As you know, in real life the situations that come up never seem to have been “covered in the text book.”
This is why if a business coach tells you to smile at the receptionist when you walk in (which I heard one do the other day), as a solution to your interpersonal skills problems, you
are being deprived of really useful and long-term information.
If you don’t understand the concept behind this (that business has to do with relationships) and how to build and sustain relationships, you will be left in worse shape than you were before, because you will think you have a solution to a problem when you do not. And your perfunctory (mechanical) smile at the receptionist will defeat your purpose, and more self-sabotage is certainly not what you were after.
A coach should be able to tell you WHY as well as HOW. The most valuable thing you can learn is broadly applicable skills, and the ability to think through situations, balance your emotions and reason, understand alternatives, and choose ones that don’t sabotage you, others, or projects. In good coaching, there is no “take home point,” but rather a “take home modus operandi”.
Choosing a coach is an important decision. You may have been advised that if you’re working in a corporation, to look for a coach who has worked in a corporation. The problem with this, is that it’s too simple. No two corporations work the same way.
You may have been advised for or against using a coach with a psychology or therapy background, but no two therapists work the same way.
How do you choose a coach? Know what you’re after, at the substance level, not the surface level. You don’t want to waste your coaching money on superficialities. No, you don’t want to learn how to appear friendly to the receptionist. You want to increase your interpersonal skills and emotional intelligence so you can achieve your potential and stop doing whatever it is that’s holding you back.
The more clear you are on your goals, the better you can interview a coach.
The less sure you are of what you’re after, the more important that you start with an Emotional Intelligence or Life Coach, because they can help you define it. In order to get what you want, you have to know what you want.
Consider carefully whether you want a coach with no training, or just training in coaching, or one with a college or graduate degree in a field like psychology or business in place of, or in addition to, coaching training.
You may prefer a coach with an educational background similar to yours, or want one with more education than you have.

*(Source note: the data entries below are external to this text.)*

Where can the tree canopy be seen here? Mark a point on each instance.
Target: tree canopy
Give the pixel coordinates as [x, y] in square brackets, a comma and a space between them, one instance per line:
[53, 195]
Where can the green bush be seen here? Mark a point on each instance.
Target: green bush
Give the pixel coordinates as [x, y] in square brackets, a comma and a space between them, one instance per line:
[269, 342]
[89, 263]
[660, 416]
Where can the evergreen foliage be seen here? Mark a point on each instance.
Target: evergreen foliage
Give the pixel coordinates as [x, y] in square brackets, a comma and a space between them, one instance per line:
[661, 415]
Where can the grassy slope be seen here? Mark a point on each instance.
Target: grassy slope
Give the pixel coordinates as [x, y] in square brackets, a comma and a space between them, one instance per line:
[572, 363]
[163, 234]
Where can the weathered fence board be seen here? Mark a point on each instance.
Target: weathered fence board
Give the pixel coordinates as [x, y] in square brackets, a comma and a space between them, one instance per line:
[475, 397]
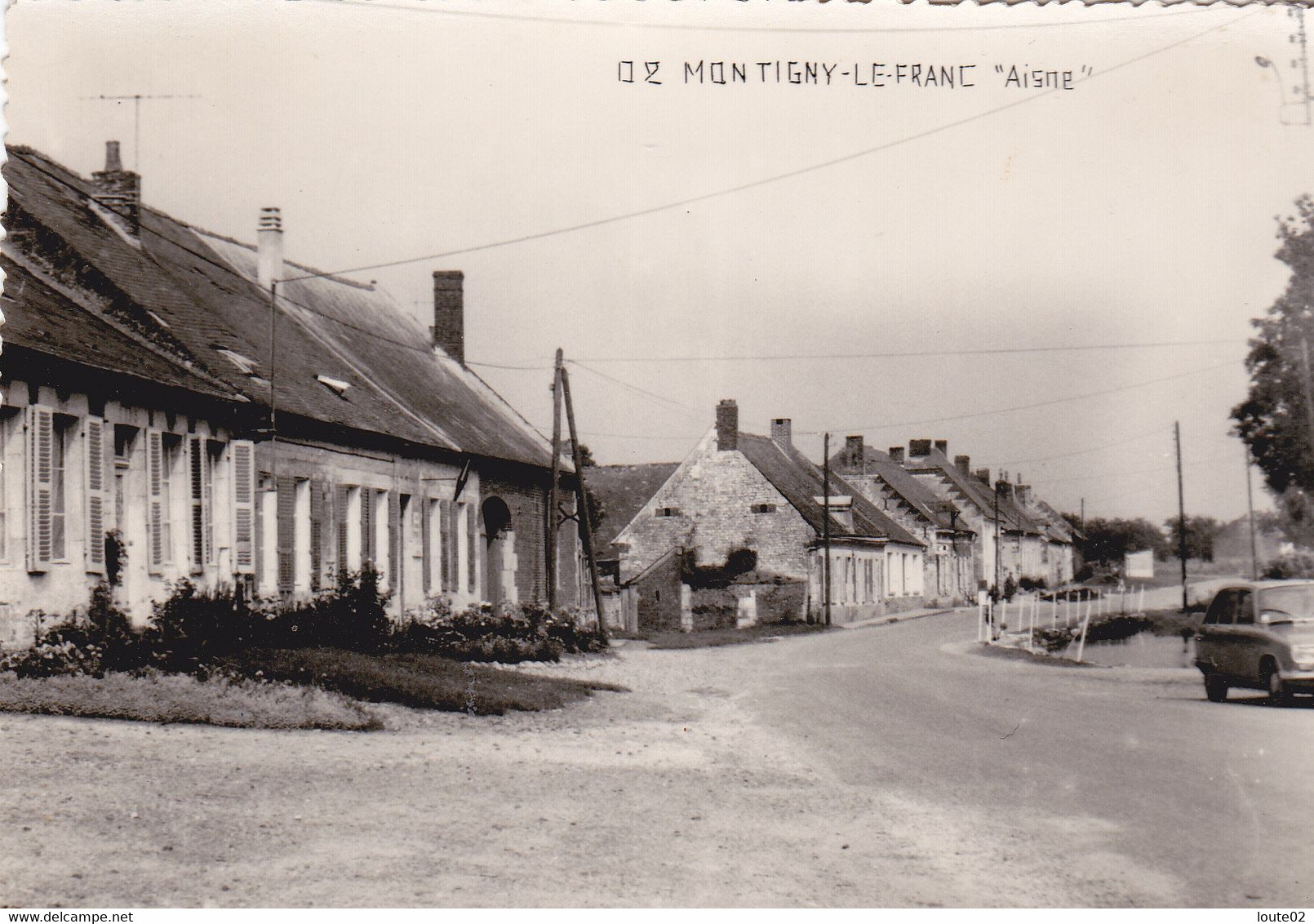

You may want a woman or a man, someone over 40 or under 30. It’s personal preference.
The most important variable is going to be the fit. The person has to be someone you’re comfortable talking with. You need to like they style and who they are.
Coaches call themselves many things, but the one that has “your name” will have special qualities only you can define.
It’s a case of Emotional Intelligence, because you’ll need both intuition and reason. Most decisions are at the interface between your feelings about the matter, and the information you have at hand.
Intuition can direct your search. Then you’ll need to gather data and make rational decisions. Then in interviewing a coach, you’ll again have to rely on your gut instinct, because the particular dynamics between any two individuals can’t be quantified. Data can only take us so far, and this interplay between emotions and reason is what EQ is all about, and why you need it.
Don’t think you have gut instinct? We all have it, but if you haven’t developed yours, decisions are very hard. Work with an EQ coach. Honing your intuition, or gut-feeling, is a major asset, and it can be learned.